We Are What We Are eschews many traditional horror tropes to create a tragic, cannibalistic family drama. Don’t expect conventional scares or classic villainy from this horror film, but do expect excellent Gothic-esque atmosphere, original storytelling, and superb acting with some gore thrown in.
After their mother drowns to death, sisters Rose (Julia Garner) and Iris Parker (Ambyr Childers) are left to care for their father and younger brother, Rory (Jack Gore). The Parker family descends from an ancient cannibalistic cult, and the father still zealously ascribes to these beliefs. Once a year, according to tradition, the family must dine on human flesh. This has led the Parker family to kill and eat over 20 people from the area town for years. A doctor, whose daughter is one of the victims, begins to catch on after he finds a human bone in his creek, downstream from the Parker’s.

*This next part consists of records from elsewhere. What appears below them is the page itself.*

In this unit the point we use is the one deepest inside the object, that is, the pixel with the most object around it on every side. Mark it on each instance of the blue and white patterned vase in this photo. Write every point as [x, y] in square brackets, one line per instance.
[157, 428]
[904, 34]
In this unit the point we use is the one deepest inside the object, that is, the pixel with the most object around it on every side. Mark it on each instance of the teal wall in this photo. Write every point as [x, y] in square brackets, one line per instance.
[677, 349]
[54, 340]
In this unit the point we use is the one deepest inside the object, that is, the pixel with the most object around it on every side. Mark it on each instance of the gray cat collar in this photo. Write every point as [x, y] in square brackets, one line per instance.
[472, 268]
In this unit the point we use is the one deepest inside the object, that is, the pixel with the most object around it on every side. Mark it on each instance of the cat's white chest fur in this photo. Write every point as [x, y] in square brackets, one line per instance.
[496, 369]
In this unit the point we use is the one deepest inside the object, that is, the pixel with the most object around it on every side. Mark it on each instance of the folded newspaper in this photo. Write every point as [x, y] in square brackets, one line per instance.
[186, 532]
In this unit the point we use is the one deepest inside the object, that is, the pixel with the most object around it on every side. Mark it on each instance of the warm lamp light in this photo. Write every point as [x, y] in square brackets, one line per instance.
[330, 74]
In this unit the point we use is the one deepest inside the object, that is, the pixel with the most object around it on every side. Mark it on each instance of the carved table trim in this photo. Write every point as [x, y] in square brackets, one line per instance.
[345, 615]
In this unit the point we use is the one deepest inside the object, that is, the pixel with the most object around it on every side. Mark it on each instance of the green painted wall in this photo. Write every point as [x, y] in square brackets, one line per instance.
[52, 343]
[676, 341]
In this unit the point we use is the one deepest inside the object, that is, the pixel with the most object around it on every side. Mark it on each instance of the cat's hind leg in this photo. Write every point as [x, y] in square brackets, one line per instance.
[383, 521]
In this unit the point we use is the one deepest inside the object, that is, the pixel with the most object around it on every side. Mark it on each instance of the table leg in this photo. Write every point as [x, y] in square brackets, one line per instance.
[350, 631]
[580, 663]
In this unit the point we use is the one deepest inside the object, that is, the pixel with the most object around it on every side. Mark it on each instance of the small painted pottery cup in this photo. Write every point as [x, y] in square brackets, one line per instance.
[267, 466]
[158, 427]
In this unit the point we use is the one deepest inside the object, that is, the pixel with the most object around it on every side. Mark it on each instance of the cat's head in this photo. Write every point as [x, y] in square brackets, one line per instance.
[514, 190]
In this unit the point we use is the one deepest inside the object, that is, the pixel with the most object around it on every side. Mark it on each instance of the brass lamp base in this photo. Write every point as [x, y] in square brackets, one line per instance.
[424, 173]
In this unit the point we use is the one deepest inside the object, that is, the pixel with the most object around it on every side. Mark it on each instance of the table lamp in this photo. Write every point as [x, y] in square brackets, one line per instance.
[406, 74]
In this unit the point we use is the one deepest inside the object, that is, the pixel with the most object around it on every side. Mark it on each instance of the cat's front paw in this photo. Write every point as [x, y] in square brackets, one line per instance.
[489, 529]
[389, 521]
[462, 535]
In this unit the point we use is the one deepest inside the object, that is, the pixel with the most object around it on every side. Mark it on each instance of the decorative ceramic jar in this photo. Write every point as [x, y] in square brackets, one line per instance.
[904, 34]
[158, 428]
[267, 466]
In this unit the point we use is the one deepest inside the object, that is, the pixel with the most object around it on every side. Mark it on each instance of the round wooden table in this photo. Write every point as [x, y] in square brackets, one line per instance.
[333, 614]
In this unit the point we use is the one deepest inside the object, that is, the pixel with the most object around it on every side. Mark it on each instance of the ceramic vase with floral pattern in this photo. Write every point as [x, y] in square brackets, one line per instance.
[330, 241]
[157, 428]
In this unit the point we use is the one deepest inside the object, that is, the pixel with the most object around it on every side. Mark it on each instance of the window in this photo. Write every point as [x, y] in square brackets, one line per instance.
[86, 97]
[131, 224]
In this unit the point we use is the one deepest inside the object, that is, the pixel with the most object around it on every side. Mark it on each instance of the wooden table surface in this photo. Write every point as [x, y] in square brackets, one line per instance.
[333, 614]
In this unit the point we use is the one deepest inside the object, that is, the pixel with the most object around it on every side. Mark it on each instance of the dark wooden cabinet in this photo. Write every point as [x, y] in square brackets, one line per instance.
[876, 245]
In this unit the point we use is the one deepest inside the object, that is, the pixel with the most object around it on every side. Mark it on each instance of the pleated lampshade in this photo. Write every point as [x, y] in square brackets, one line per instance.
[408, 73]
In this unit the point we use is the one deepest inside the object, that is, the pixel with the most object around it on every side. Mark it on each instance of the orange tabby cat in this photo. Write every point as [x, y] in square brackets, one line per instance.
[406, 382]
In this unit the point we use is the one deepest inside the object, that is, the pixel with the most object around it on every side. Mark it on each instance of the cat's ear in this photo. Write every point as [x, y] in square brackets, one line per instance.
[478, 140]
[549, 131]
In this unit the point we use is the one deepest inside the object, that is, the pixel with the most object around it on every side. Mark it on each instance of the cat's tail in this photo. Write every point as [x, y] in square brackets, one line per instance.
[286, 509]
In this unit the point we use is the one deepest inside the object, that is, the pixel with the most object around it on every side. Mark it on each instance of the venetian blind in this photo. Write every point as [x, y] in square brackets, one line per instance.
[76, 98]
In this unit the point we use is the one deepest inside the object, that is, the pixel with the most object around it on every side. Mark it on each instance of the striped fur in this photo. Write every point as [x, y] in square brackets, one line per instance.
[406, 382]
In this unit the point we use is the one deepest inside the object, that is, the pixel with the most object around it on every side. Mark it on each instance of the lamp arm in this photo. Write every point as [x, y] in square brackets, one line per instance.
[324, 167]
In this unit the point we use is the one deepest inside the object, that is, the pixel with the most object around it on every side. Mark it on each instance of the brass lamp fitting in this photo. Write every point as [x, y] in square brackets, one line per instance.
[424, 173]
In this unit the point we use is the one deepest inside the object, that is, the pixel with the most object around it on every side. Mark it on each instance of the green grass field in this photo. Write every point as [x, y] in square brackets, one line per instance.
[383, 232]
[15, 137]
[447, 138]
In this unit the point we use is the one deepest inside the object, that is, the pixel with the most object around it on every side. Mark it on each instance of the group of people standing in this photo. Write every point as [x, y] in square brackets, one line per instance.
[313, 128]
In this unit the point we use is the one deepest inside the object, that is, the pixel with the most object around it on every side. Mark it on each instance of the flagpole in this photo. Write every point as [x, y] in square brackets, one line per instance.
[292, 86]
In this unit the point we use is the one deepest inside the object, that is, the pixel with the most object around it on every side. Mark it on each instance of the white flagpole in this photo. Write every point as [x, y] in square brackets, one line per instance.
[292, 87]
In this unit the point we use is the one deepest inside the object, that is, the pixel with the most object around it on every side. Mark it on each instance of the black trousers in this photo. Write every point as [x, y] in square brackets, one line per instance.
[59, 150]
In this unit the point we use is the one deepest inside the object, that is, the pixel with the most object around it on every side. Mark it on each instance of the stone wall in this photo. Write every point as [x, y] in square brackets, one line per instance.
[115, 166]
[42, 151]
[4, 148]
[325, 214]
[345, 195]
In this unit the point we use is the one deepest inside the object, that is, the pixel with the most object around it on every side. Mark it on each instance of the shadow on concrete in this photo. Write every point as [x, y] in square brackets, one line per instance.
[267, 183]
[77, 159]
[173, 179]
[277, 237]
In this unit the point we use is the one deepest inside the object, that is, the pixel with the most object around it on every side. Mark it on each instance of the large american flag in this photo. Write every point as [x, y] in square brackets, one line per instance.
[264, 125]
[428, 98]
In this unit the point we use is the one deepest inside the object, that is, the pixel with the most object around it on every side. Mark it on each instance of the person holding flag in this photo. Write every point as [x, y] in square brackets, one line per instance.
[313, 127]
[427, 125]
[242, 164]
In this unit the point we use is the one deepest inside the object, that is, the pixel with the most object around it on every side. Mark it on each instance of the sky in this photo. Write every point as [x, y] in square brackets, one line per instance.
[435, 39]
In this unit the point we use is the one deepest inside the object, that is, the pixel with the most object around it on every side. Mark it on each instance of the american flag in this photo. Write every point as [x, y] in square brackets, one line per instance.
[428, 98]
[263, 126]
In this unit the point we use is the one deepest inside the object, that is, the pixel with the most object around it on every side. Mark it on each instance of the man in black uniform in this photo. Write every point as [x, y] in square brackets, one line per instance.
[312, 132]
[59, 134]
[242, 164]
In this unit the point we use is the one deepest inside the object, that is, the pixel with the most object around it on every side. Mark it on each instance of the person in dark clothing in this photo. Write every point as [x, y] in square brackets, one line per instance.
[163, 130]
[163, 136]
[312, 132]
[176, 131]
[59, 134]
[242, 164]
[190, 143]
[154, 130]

We Are What We Are is curiously paced; it slowly draws out, then builds up to the grand ending. The terrifying world Iris and Rose inhabit is gradually but effectively introduced to the audience. We sense their resistance against their father’s cannibalistic commitment through subtle movements and private comments. Their eventual revolt is at once expected but satisfying. A dynamic that many horror films fail to properly execute. This storyline could be seen as an allegory of modern-day fundamentalist parents who force their beliefs on their children, which can cause similar resistance.
There is a weak spot in the film, which hampers the overall fluidity of the story. At one point, Rose begins reading a diary/bible that recounts the beginnings of their cult. It doesn’t add much to the story other than solidifying the founding of their “religion.” It would have been more effective, if more screen time was given to this angle, and some of the extraneous, strictly atmospheric scenes were removed.
We Are What We Are is a remake of a 2010 Mexican film of the same title. While I have not seen the original, from what I’ve read, I’m not missing much. After being so pleased with the remake, I don’t really have the desire to watch the apparently mediocre original. If you’re a horror fan, then We Are What We Are is definitely worth watching. Despite all of the unoriginal trite coming from the horror genre (that annoyingly flood Netflix), We Are What We Are uses a refreshing mixture of old-school atmospheric horror with modern day gore to create a unique piece of cinema.